The screening was introduced by TCM weekend daytime host Ben Mankiewicz, an appropriate choice considering it was Mankiewicz’s own grandfather Herman Mankiewicz who wrote the screenplay for Citizen Kane—and earned the film its single Academy Award. The younger Mankiewicz recalled his grandfather’s triumph over the film, as well as some rough patches. Charles Foster Kane, as most people know, was a very thinly veiled caricature of newspaper magnate William Randolph Hearst, pioneer of “yellow journalism” and who, in the first half of the last century, had a virtual monopoly on the American press. As such, Hearst resented the film and Hearst-controlled papers were among the only publications to give Kane poor reviews.
Herman Mankiewicz, as the chief architect of the film (with co-writer Welles), felt Hearst’s wrath first-hand. One night, Herman was involved in a minor car accident in the Hollywood Hills. No one was hurt, and in fact the other driver was the wife of an acquaintance; no harm done. No harm, that is, until Hearst reporters got a hold of the story and splashed it across the front page of their papers for weeks.
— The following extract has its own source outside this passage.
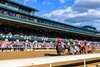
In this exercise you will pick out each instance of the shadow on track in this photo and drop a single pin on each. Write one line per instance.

Joining Ben Mankiewicz for a lively discussion was Norman Lloyd, the 96-year old film and theater actor who worked with Orson Welles at the Mercury Theater in New York. Under Welles’ direction, the Mercury Theater became the stuff of legend, staging groundbreaking productions of Shakespeare and notorious radio broadcasts like 1938’s panic-inducing The War of the Worlds. Founded by Welles and producer John Houseman, the Mercury Theater was the most dynamic group of artists in the country and the screen debut of the company was hotly anticipated. Lloyd’s first major role in a Mercury production was 1937’s Julius Caesar. The new staging was a modern re-appropriation of Shakespeare’s historical work that commented on (then) modern-day fascism. It was a sensation. Twenty-five years later, Houseman produced a film adaptation starring Marlon Brando that earned five Academy Award nominations (including Best Picture for Houseman) and one win. Incensed, Welles accosted John Houseman one night in a restaurant and threw a Sterno can at Houseman’s head, screaming: “You stole my play!” Never one for modesty, Welles truly believed, perhaps justifiably, that Julius Caesar no longer belonged to William Shakespeare.
Lloyd also recalled the perculiariities of Kane composer Bernard Herrmann, who he affectionately termed a “difficult eccentric,” and an “irascible Anglophile with a bit of a belly.” Although he had worked with Welles at the Mercury Theater, Citizen Kane was Herrmann’s first film score. Incredibly, he earned an Academy Award nomination his first time out, but lost to himself for All That Money Can Buy the same year. Herrmann went on to perhaps the most remarkable career by any composer in film history, getting his start with Orson Welles, followed by a fruitful and memorable collaboration with Alfred Hitchcock, and capping it all off by scoring Taxi Driver for Martin Scorsese—earning one Oscar and five nominations.
Although not chosen from the Mercury theater group to star in Citizen Kane, Norman Lloyd made his no-less auspicious debut a year later in Alfred Hitchcock’s Saboteur. There are not many people who have had firsthand working knowledge of both Orson Welles and Alfred Hitchcock, so naturally the audience was eager to hear Lloyd’s opinion on the two cinema masters. Although he stressed the futility of comparing two directors who are so different in their approaches to film, Lloyd nevertheless indulged everyone’s curiosity. He compared Hitchcock’s use of “camera logic” to Welles’ Gothic “theatricality.” Hitch, he said, knew instinctively where the camera should be at any given time to convey the elements of the story. Welles, in contrast, was not as skilled as a storyteller because he was more interested in staging the action to exaggerate its baroque and nightmarish angles. Welles’ interest in theatrical excess is readily apparent in the direction of Citizen Kane whose visuals are alternately cramped and dynamic, stately and stylized.